Sin grieves the Spirit and the spirit in a person and can effect the persons and institutions around the sinner. The Church has power to discipline and to minister towards restoration.

It is impossible to discipline a follower, in the days of latter rain, that does not believe that the Church is essential to the economy of one's personal salvation. This is all nebulous and superfluous to the bible alone sects of Christianity. After all... you can jump from worship house to worship house if you don't like the flavors of discipline... and still hold a bible in your hand.

Paul passes judgement;
hand this man over to Satan for the destruction of the flesh, so that his spirit may be saved on the day of the Lord.

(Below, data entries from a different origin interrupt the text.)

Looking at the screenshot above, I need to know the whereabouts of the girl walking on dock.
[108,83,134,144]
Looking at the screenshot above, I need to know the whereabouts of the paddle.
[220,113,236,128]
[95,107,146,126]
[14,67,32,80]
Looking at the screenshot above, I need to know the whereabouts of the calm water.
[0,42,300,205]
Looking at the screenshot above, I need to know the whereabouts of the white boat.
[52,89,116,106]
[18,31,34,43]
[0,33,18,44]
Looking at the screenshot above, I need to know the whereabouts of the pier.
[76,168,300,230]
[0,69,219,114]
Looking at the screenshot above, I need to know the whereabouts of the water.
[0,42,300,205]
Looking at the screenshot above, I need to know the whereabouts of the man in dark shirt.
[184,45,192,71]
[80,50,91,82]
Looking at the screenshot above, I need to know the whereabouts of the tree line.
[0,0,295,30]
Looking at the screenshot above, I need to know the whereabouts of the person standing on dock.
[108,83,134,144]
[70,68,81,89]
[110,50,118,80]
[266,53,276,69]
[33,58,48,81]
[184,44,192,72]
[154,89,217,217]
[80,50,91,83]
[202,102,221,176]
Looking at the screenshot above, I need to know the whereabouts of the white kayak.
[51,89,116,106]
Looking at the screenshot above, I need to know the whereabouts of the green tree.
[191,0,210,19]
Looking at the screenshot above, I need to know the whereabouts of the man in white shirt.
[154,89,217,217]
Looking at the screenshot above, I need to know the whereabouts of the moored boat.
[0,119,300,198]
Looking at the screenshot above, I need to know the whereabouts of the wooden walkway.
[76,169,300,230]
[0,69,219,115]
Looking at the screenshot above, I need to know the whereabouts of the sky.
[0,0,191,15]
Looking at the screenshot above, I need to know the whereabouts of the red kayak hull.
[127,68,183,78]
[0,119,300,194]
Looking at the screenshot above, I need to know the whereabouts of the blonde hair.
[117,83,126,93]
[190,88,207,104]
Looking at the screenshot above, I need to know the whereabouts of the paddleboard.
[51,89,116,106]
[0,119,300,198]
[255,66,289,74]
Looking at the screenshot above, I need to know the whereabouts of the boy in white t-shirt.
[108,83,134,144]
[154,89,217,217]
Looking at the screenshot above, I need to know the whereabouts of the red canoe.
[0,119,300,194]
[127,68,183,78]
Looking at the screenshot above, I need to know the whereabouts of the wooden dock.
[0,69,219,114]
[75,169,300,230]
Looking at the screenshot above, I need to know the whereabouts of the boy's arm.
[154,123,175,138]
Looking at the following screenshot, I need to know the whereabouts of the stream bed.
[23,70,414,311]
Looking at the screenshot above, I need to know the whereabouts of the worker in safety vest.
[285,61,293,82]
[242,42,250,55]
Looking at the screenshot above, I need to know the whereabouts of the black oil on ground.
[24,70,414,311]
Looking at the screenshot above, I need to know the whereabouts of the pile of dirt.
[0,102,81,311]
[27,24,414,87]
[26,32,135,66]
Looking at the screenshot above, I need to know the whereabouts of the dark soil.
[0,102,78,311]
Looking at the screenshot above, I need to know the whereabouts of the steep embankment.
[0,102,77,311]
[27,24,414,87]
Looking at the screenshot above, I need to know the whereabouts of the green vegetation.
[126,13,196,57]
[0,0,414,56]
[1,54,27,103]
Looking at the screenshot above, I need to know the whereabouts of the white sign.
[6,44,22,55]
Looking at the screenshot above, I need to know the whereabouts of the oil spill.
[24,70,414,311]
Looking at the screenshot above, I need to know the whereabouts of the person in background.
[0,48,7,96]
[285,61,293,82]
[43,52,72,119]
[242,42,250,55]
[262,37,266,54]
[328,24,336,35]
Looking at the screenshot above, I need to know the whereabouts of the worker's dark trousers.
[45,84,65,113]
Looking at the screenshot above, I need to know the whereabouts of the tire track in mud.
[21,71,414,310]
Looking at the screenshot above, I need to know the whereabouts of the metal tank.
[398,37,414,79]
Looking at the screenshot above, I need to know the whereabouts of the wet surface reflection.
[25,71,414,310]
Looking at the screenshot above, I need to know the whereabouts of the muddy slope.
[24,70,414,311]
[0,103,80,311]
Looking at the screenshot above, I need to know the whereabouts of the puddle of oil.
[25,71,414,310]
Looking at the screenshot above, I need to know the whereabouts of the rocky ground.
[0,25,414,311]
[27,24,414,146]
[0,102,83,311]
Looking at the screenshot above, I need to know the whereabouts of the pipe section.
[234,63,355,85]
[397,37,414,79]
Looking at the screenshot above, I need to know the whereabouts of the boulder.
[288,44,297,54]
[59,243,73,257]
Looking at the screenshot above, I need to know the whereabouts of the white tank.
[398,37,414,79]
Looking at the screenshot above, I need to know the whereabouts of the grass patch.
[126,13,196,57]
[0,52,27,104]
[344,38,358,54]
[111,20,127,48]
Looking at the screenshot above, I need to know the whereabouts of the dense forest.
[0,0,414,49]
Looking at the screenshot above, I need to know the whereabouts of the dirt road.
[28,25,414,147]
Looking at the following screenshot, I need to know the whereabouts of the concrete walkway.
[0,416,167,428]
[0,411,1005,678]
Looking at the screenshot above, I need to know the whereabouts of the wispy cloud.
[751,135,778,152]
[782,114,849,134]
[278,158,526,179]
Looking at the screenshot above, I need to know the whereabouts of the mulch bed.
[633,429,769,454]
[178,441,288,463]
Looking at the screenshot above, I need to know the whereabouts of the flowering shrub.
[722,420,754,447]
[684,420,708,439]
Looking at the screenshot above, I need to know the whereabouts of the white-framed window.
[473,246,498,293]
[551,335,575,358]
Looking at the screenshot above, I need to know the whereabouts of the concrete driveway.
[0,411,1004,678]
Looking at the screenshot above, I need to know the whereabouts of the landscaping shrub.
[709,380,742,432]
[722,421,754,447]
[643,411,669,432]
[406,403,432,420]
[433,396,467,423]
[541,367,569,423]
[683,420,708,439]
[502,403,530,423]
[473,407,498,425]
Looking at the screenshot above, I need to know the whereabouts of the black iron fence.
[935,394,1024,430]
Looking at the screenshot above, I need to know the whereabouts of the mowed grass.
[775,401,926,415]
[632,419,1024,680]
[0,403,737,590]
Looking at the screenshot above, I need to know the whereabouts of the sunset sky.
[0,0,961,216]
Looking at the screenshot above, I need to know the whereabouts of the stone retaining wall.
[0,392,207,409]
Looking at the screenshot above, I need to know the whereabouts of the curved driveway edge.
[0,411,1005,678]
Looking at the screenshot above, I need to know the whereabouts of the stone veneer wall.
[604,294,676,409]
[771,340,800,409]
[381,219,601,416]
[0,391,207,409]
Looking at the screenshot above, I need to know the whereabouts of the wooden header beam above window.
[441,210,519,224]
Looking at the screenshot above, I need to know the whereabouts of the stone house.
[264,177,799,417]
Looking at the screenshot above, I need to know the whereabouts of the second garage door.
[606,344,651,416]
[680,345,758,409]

So in that scenario I guess God is punishing the man by using Satan? To somehow destroy his flesh so that his spirit may be saved.

That's way over my head.
 

gordon 2

Senior Member
Recall what Paul says about the flesh and the spirit of a Christian in the context of discipline... Do you recall how Job was tested....? He was tested by Satin... Recall how God disciplined Israel. Think of the wrath of God. Think of the judgement in effect of the latter rain times. Think of the sins of the father visited on the sons....

Paul in his own way is saying hand this man to discipline---the way God does it.

It is not over your head, your head might be tired.

And so Paul is passing judgement... as he has every right to. The sentence is God's.